Two years into this position, I left my husband and all the complications that were part of my personal life at that time. Two years later, in 2002, I left the position at the drop-in centre and returned to Barrie, lived with my parents and tried to get a better handle on my life and my career.
Perhaps it is time to introduce some personal context into the mix (especially with the divorce). My husband (now ex-husband) is from El Salvador. He is Hispanic and is very much part of the machismo culture. I was responsible for things inside the home and he for things outside (or renovations inside). So, there were expectations of cooking and cleaning that fell to me, which, when we married, I was willing to accept. However, as time moved on, I was also expected to assist with the renovations of the home alongside him as well as cooking and cleaning up after the renos. So, if we made some alterations in the house, I still needed to find the energy to cook and clean. His children at that time were willing to help (they were 10 and 11 when we married). This made the task much easier. However, as the children grew and found interests outside the home, household tasks fell to me. Without going into many details, suffice to say, I eventually looked at my own oppressions, and power struggles at home and realized that the relationship was not allowing me any opportunity for personal or professional growth. So, I decided to end the relationship.

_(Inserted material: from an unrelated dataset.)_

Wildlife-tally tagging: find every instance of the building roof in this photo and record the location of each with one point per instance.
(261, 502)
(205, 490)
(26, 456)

It is important to remember that I am a Roman Catholic, and when I married, the church was very important to both my husband and me. As life continued, and we encountered many struggles, our faith was shaken. When a final crisis hit, I believe we had no foundation on which to re-build the relationship. His unwillingness to admit to any problems in the relationship and my increasing feelings of frustration created a situation where I felt I had no choice but to leave.
As I reflect on that time of my life I am reminded of transformative experiences, that involved seeing sunrises and removing blocks. There were two things that were blocking me, the marriage and the position I held. I left the marriage and two years later made a big change by leaving the job I had for four years. I experienced the difference between religion and spirituality. I was embracing a more spiritual way of life by following and identifying the stories that were important in my life and remembering where I wanted to go in my career. I still identify as Roman Catholic, but my faith deepened and changed in ways I still find it difficult to describe.
As these changes occurred in my life, again I was back to the sense of one voice. My classmates were not supportive of my ‘being an ally’ (Bishop, 1994) and I left a place I felt a sense of community even as I ended a twelve-year romantic relationship.
Part Three (2002-2012)
After leaving my husband of twelve years, and my position of four years, I moved out of Toronto and returned to my parents’ home in Barrie as I tried to figure out the next part of my life. I knew I wanted to pursue a career in counselling, but I was not certain how to do this. I approached a friend at a small Catholic agency and asked him to let me learn from him and the other staff at the agency to develop my counselling skills. He welcomed me to the agency as a ‘student’ and eventually he acknowledged my skills and offered me a paid position.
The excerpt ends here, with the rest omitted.